Make me laugh

Im bored, tell me some of the funniest jokes/anecdotes you have ever heard.

Ok here goes:

Why did the chicken cross the road? To get to the other side!

OMFG!!! That is the absolute funniest thing I have ever heard!!!

hehe i posted a joke like that on that other jokes topic…i got quite a response :stuck_out_tongue:
okay here goes, its more of a riddle but i hear its hilarious!

There once was a man, he couldnt take his life anymore so he decided to jump off a cliff. He jumped, falling and falling he hit a tree branch sticking out from the side of the cliff. Where is the man now?

hehe :slight_smile:

here…have a good laugh…

lol those were hilarious…

shall i get more,my master?

nice, nice hey im almost not bored anymore, almost :smiley:

lol i got a good blonde joke…Why did the blonde wear a condom on her ears?

She was afraid of getting hearing aids…lol

there were 3 men,who worked on a construction yard.everyday day they would sit down for lunch together."i hate my boring lunch,supid good 4 nothing wife.if she makes me this tomorow 2,im gonna…killl myself"said 1 of the men.the other man said “me too” and so did the other. the next day they went to sit down for lunch.the first man saw his lunch and jumped off the building.the second and third man did the same.3 hours later the 3 wives were mourning. the first and second wife said “why didnt i give him a better lunch oh no!!!” then the first wife said to the 3rd “why didnt u change ur husbands lunch?” the third wife replied "its not my foult, he made his own lunch!!!

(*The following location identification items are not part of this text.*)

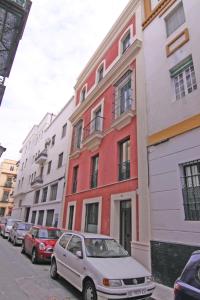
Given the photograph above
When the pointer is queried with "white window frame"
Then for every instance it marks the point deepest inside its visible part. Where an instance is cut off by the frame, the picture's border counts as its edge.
(81, 93)
(122, 38)
(97, 71)
(71, 203)
(177, 96)
(91, 201)
(94, 110)
(171, 13)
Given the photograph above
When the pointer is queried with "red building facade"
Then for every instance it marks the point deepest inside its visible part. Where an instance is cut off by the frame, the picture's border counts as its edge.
(102, 183)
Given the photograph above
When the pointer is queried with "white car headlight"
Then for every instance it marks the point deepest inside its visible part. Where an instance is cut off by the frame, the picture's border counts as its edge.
(149, 279)
(112, 282)
(42, 246)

bush, abe linclon, jefferson and washington were all on a plane…

washington said he will make 1 person happy so he threw 1 single out the window…

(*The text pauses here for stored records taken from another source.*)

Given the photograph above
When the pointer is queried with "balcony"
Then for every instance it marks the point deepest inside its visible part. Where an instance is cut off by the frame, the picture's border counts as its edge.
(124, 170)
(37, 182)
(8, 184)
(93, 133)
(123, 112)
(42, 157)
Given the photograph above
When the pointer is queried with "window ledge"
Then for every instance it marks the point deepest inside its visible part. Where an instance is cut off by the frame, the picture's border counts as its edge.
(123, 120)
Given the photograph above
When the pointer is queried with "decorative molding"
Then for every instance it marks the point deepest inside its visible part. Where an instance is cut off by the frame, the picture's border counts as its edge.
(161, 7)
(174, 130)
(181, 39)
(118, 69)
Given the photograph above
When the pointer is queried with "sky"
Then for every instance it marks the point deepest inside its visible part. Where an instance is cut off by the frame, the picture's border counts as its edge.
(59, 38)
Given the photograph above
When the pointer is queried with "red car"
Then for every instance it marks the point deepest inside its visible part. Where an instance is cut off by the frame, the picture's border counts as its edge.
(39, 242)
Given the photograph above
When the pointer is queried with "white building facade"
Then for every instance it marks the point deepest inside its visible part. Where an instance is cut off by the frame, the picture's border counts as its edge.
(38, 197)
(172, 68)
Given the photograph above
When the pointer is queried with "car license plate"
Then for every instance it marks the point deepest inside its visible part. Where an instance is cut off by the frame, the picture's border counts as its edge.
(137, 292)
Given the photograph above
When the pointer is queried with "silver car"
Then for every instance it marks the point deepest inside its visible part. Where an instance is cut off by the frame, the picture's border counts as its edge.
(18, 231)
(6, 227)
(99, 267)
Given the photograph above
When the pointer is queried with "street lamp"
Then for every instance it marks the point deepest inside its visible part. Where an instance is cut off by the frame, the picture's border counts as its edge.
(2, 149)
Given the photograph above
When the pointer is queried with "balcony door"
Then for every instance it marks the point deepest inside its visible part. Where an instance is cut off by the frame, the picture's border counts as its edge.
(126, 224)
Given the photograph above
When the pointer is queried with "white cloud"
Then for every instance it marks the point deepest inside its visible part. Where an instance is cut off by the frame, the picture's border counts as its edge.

linclon said he would make 10 people happy so he threw out 10 singles…

jefferson said he would make the whole world happy so he threw bush out the window!

buda tish!!!

thats not funny. excpecially the part about bush.

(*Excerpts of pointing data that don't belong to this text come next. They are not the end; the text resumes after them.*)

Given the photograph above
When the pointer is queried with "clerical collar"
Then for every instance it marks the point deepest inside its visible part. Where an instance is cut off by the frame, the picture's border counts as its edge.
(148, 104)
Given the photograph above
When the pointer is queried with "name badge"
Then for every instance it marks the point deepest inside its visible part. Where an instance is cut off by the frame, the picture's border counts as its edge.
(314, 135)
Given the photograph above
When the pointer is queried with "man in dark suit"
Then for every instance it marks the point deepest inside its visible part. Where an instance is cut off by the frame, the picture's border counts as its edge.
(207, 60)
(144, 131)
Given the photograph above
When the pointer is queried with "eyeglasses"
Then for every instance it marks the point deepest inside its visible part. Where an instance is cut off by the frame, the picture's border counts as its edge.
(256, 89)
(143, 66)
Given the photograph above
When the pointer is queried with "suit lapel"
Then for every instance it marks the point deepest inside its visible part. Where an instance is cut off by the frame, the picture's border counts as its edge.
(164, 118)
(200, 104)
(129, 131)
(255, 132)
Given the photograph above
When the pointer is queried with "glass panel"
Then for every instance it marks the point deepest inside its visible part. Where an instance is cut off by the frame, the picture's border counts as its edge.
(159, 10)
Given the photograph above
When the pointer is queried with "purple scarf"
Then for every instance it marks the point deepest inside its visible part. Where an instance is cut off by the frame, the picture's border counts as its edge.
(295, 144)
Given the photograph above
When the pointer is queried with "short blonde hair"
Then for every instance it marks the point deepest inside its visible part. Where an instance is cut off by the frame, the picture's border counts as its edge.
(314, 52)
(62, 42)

lol y2k funny :stuck_out_tongue:
sickmate 8)

lol source…that bush joke was hilarious…roflmfao!!!

Theres 3 guys standing outside the geuiness book of records building and one of em says, “i think i have the biggest hands in the world” so he goes in and 10 minutes later comes out and says, “your looking at the biggest hands in the world. The second guy says, " I think i have the biggest feet in the world”. So he walks in and 10 minutes later comes out and says, " your looking at the biggest feet in the world." So the third guys thinking and says, " well i dont got anything too big but i think i got the smallest penis in the world." So he goes in and 5 minutes later he comes out bawlling his eyes out and says, “who the hell is Chaosnoob”. No offense chaos u were the first person i could think of.

2 gay guys are in a shower and the door bell rings so one guys gets out and tells the other guy to not do anything while hes gone. So he answers the door and its some dude selling something. So he goes back in to the shower and theres *** everywhere in the shower. So the gay guy who got out says, " I thought i told you not to do anything." and the other gay guy says, “I didnt do anyhting i just farted.” No offense to any homosexual people on these forums.

This one is racist so please dont get mad at me. Why do black people always wear FUBU
Used to
again these are my 3 funnies no offense to anyone.

…pfft u loser. ur just jealous im a bigger noob than youll EVER BE!
lol jk…but i was the first one to pop into ur head for that sick joke?..

dude i said sorry u could use any name if u dont like the person.